Not really. Robert Jones, Jr. is actually a comfortable haute bourgeois homosexual living in Brooklyn, writing for ethnic magazines and the New York Times, and travelling nationally and internationally.

He got a B.F.A. and an M.F.A. at Brooklyn College, and he has a literary agent and his first novel will be being published by Putnam’s next January 5th.

This particular “editorial” is, of course, one of countless pieces of current African-American political manifestos comprised of totally hyperbolic, utterly paranoid, self-indulgent, malicious, fantastical nonsense, peddling limitlessly inflated historical grievances and expressing the most pernicious, offensive and insolent sorts of racial animosity and group chauvinism.

Reading it the second time, in the light of my just-acquired familiarity with the author’s bio, I could not help but smile, as I recognized that all this hypertrophied ebullition of hysterical complaint and rabid racial hatred was nothing real at all.

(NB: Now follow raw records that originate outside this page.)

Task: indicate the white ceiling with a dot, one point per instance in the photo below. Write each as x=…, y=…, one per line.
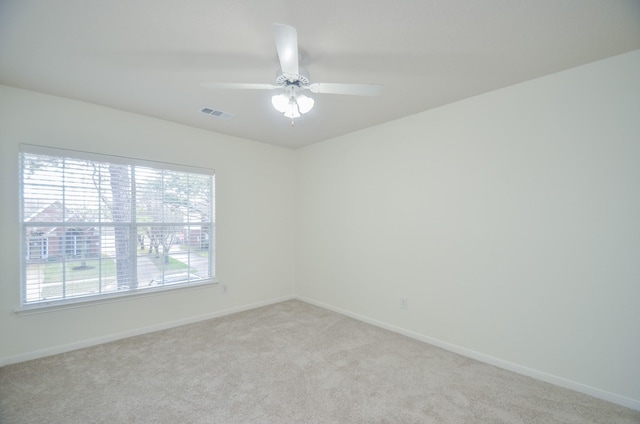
x=150, y=56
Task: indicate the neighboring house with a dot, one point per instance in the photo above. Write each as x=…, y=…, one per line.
x=53, y=240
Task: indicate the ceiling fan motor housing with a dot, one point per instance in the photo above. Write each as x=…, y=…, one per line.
x=301, y=79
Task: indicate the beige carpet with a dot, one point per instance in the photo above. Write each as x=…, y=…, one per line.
x=286, y=363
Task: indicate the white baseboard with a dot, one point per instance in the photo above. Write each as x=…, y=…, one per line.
x=529, y=372
x=135, y=332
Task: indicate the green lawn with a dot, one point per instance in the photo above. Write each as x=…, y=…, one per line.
x=53, y=270
x=86, y=277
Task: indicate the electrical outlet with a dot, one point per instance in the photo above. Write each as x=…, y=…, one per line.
x=404, y=303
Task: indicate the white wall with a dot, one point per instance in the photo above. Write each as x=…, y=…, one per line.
x=255, y=250
x=510, y=222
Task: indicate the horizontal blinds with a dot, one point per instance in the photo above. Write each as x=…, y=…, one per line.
x=92, y=226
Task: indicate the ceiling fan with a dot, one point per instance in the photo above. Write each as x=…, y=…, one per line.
x=293, y=80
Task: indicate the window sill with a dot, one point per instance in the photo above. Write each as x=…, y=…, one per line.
x=89, y=301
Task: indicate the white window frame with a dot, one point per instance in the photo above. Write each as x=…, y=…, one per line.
x=141, y=288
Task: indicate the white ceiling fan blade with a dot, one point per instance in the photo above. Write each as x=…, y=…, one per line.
x=352, y=89
x=286, y=39
x=238, y=86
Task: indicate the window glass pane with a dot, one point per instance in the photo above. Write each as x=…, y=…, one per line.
x=92, y=227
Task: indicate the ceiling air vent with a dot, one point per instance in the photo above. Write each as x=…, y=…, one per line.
x=217, y=113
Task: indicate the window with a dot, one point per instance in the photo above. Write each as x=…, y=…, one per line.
x=96, y=226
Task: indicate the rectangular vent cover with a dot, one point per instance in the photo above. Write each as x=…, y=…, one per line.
x=217, y=113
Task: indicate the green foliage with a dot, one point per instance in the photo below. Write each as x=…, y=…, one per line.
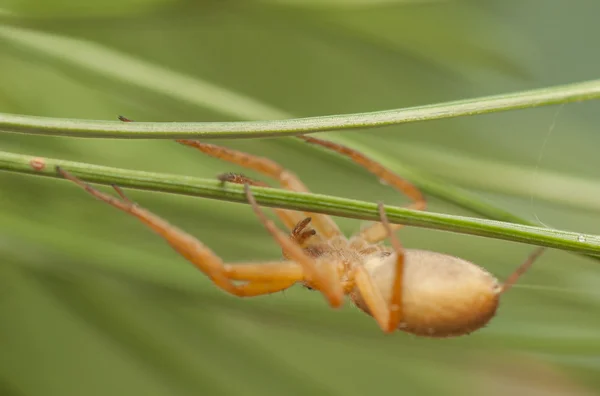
x=92, y=303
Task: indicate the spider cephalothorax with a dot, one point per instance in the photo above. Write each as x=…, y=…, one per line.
x=420, y=292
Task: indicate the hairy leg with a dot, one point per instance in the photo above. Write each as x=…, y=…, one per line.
x=323, y=278
x=260, y=280
x=388, y=314
x=324, y=224
x=375, y=232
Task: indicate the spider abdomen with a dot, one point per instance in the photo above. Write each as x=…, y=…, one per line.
x=443, y=296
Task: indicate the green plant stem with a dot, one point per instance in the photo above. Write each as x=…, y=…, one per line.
x=318, y=203
x=277, y=128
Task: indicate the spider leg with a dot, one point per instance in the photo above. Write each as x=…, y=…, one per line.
x=325, y=278
x=376, y=232
x=388, y=314
x=260, y=280
x=288, y=180
x=514, y=277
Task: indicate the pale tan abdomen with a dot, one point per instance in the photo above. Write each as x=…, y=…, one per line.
x=443, y=296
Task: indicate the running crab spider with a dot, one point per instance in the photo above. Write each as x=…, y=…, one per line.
x=420, y=292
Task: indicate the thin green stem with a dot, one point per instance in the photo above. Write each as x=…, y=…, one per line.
x=277, y=128
x=271, y=197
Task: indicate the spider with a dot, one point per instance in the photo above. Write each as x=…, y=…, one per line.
x=421, y=292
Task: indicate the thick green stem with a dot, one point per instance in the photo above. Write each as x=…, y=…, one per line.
x=271, y=197
x=277, y=128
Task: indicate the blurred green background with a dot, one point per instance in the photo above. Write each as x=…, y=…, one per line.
x=92, y=303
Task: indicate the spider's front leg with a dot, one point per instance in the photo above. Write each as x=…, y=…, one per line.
x=260, y=278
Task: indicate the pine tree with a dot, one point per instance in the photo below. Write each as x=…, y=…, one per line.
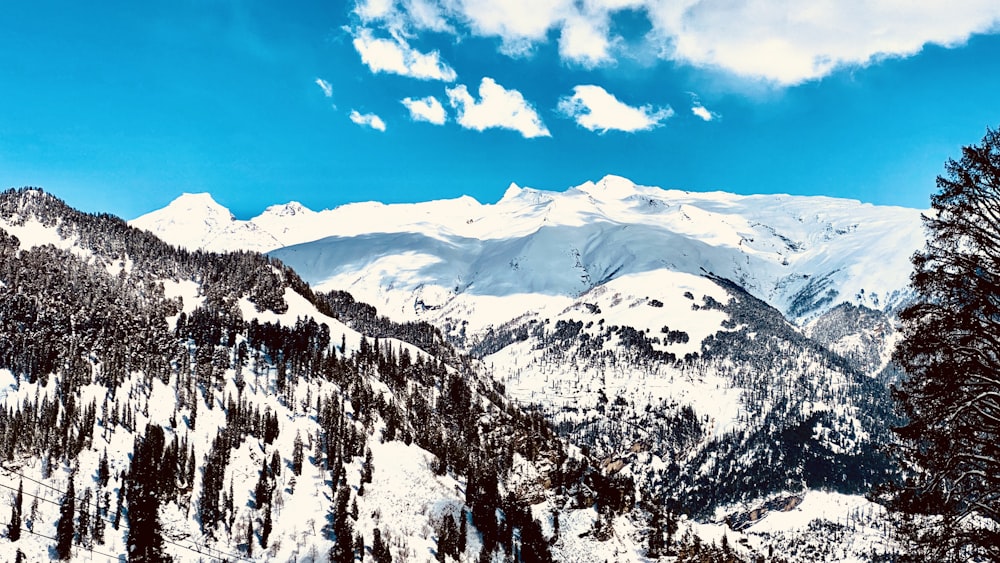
x=14, y=528
x=99, y=512
x=265, y=531
x=262, y=491
x=380, y=551
x=64, y=528
x=463, y=531
x=83, y=519
x=103, y=472
x=250, y=537
x=951, y=352
x=145, y=538
x=297, y=455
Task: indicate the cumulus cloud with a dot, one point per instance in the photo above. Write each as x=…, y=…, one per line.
x=784, y=42
x=497, y=107
x=368, y=120
x=596, y=109
x=702, y=112
x=326, y=87
x=427, y=109
x=396, y=56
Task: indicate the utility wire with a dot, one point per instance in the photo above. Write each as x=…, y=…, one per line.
x=212, y=552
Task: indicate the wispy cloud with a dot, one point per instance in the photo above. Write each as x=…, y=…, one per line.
x=783, y=43
x=497, y=107
x=368, y=120
x=396, y=56
x=427, y=109
x=596, y=109
x=326, y=87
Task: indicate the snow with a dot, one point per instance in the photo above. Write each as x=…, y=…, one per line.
x=562, y=244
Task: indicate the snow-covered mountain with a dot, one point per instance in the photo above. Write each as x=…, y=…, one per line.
x=612, y=387
x=493, y=262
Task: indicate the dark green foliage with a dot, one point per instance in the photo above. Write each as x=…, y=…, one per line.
x=149, y=482
x=380, y=551
x=14, y=528
x=950, y=443
x=265, y=530
x=65, y=525
x=250, y=538
x=297, y=455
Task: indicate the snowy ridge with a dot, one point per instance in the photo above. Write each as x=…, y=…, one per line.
x=802, y=255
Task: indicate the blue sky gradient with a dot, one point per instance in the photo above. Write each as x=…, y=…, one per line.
x=121, y=106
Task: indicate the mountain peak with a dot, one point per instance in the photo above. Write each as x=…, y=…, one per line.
x=290, y=209
x=513, y=190
x=609, y=187
x=201, y=204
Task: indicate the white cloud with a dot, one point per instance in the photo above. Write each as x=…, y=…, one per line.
x=326, y=87
x=427, y=109
x=783, y=42
x=497, y=108
x=594, y=108
x=397, y=57
x=368, y=120
x=702, y=112
x=585, y=40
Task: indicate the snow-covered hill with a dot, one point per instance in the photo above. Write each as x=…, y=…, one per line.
x=803, y=255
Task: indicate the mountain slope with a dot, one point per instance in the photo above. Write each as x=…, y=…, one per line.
x=206, y=405
x=802, y=255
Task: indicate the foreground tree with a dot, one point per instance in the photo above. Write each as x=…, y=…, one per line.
x=64, y=527
x=950, y=443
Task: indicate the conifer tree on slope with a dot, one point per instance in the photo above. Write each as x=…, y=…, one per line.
x=950, y=443
x=64, y=527
x=14, y=528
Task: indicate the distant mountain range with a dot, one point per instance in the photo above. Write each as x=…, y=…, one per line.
x=610, y=373
x=802, y=255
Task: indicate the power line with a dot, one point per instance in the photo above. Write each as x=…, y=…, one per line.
x=92, y=550
x=212, y=552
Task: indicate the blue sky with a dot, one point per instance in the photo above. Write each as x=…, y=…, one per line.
x=120, y=106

All this essay is is a classic example of over-the-top homosexual self-indulgent emotional dramaturgy. The homosexual struggles with identity and views the world in terms of theatrical scenes and roles. Mr. Jones is not really oppressed. Black blood is not really flowing down his gentrified Brooklyn street. Mr. Jones does not really hate America or hate white people. He is just pouring all of his ever-too-available emotional energy into a role: the role of the Angry Black Man.

Take that, whitey! You were afraid that the Big Bad Black Man was going to start the Revolution, waving a machete, and coming after you with a big Kalashnikov. In reality, if you looked Robert Jones, Jr. in the eye, and cried: Boo! The fierce guerilla fighter would instantly wilt and melt into tears.

So, the question becomes: how naive, how stupid, how infantile has the elite American establishment become when the editor of Paris Review cannot distinguish a ridiculous piece of homosexual role-playing fantasy from a serious statement of supposed factual observation and political analysis and intent?